Context Context: Reign of King Louis XV. The Count of Saint Germain, he frequented the court at Versailles on various occasions, drew close to the king around 1757, and undertook diplomatic missions in the service of that country.
1743: He presented Madame de Pompadour with a black‑enamel bonbonnière with an agate lid which, when brought near the fire, changed color and revealed a painting with a pastoral motif.
1743: The Countess d’Adhémar met the Count of Saint‑Germain at the Versailles court. There he was known for his many prodigies, among which the following were recounted: he wrote with a masterly hand; he dispensed perfumes of his own making; he was an accomplished painter; the pigments he prepared possessed vivid hues and their method of manufacture was a secret; he repaired jewels and was said even to be able to create diamonds; he played numerous instruments with consummate skill, a virtuoso on them all; and he devised unique dyes for textiles.
1757: King Louis XV granted him lodgings at the Château de Chambord, where the Count set up his laboratory and gathered with other curious nobles to study physics, chemistry, and alchemy. Among those nobles were the Baron de Gleichen, the Marquis d’Urfé, and the Princess of Anhalt‑Zerbst, mother of Catherine II.
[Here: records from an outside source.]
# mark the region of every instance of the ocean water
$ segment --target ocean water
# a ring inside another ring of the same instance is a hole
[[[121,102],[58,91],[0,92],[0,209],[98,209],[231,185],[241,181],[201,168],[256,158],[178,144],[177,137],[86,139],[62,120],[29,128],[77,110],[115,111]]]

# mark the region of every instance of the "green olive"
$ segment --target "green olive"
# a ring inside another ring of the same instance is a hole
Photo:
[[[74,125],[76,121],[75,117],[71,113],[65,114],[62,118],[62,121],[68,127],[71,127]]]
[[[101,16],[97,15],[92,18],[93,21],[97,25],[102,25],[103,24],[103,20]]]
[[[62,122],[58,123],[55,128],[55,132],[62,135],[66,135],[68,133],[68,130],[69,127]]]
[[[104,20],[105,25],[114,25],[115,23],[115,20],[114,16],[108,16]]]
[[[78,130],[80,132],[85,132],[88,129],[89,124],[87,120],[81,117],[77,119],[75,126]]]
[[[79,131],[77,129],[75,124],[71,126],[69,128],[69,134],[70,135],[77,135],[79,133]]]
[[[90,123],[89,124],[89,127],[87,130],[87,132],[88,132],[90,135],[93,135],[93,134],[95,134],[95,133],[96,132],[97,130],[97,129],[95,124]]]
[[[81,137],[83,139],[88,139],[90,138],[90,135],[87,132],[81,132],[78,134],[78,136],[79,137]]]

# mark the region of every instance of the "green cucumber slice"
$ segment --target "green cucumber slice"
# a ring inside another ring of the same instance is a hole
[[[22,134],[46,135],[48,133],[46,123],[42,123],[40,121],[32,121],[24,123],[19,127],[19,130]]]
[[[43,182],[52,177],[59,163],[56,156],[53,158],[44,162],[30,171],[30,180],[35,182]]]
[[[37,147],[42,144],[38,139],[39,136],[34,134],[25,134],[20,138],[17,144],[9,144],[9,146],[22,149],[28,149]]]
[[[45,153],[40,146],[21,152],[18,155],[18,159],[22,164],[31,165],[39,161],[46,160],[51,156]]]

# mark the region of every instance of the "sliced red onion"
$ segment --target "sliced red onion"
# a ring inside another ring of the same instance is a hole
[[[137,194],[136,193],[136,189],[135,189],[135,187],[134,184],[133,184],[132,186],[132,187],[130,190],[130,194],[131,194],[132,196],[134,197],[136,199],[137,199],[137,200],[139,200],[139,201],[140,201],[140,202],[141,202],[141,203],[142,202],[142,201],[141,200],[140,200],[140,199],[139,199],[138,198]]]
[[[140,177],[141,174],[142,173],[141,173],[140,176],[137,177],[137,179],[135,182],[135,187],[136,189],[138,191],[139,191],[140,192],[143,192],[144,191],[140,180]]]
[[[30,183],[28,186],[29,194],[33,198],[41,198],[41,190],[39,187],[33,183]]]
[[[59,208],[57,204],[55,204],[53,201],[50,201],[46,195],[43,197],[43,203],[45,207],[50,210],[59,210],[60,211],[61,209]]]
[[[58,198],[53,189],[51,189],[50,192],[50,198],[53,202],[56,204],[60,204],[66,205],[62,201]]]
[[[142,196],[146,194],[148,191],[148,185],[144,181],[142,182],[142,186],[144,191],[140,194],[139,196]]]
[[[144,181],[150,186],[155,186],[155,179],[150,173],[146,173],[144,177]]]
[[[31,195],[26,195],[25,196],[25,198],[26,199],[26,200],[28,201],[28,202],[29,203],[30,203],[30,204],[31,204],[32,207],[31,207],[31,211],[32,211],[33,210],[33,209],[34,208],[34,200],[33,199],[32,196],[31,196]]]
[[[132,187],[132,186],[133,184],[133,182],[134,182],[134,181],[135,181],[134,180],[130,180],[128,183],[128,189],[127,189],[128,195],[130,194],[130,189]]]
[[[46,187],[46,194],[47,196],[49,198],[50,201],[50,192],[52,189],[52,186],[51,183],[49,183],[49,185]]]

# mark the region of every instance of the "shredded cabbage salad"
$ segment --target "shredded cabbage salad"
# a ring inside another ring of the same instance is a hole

1757: When Madame de Gersy met him again, she took him for the son of the Count of Saint‑Germain she had known in 1710 in Venice. He had not aged a single day, and by her reckoning he ought to have been a hundred years old, as related in a dialogue between the lady and the Count, cited by Touchard‑Lafosse in the Chroniques de l’Œil‑de‑Bœuf: “Countess de Gersy was thunderstruck. By her own account, she recalled having met in Venice, about the year 1710, a foreign aristocrat whose resemblance to the Count of Saint‑Germain was astounding, though he bore another name. She asked him whether he might not be his father or some near relation.”
“No, Madame,” replied the Count with great composure, “I lost my father long ago. Yet I lived in Venice at the end of the last century and the beginning of this one. I certainly had the honor of paying you court, and you may find some popular songs composed by me which we used to sing together.”
""Forgive my frankness, but that cannot be. That Count of Saint‑Germain was then forty‑five, and you are of that age now.”
“Madame,” the Count answered with a smile, “I am very old.” “But by that reckoning you are now a hundred. That is impossible.”
Thereupon the Count enumerated for the Countess an infinity of particulars concerning their sojourn in Venice;
and, should any doubt remain, he proposed to remind her of certain circumstances, observations, and the like.
“No, no!” the aged ambassadress interrupted hastily, “you have fully convinced me; but you are indeed a most extraordinary devil.” [Source: Isabel Cooper‑Oakley, “The Count of St. Germain.”]
[Source: Isabel Cooper‑Oakley, “The Count of St. Germain.”]
1798: He encounters the Countess d’Adhémar; warns against Prime Minister Maurepas; and makes predictions about the fall of the Bourbons and the Great Revolution (concerning the events from 1799 onward).
1804: The Countess d’Adhémar meets the Count of Saint‑Germain again.
1813: Another meeting between the Count of Saint‑Germain and the Countess d’Adhémar, on the eve of the assassination of the Duke of Berry.
1820: The final meeting between the Count of Saint‑Germain and the Countess d’Adhémar.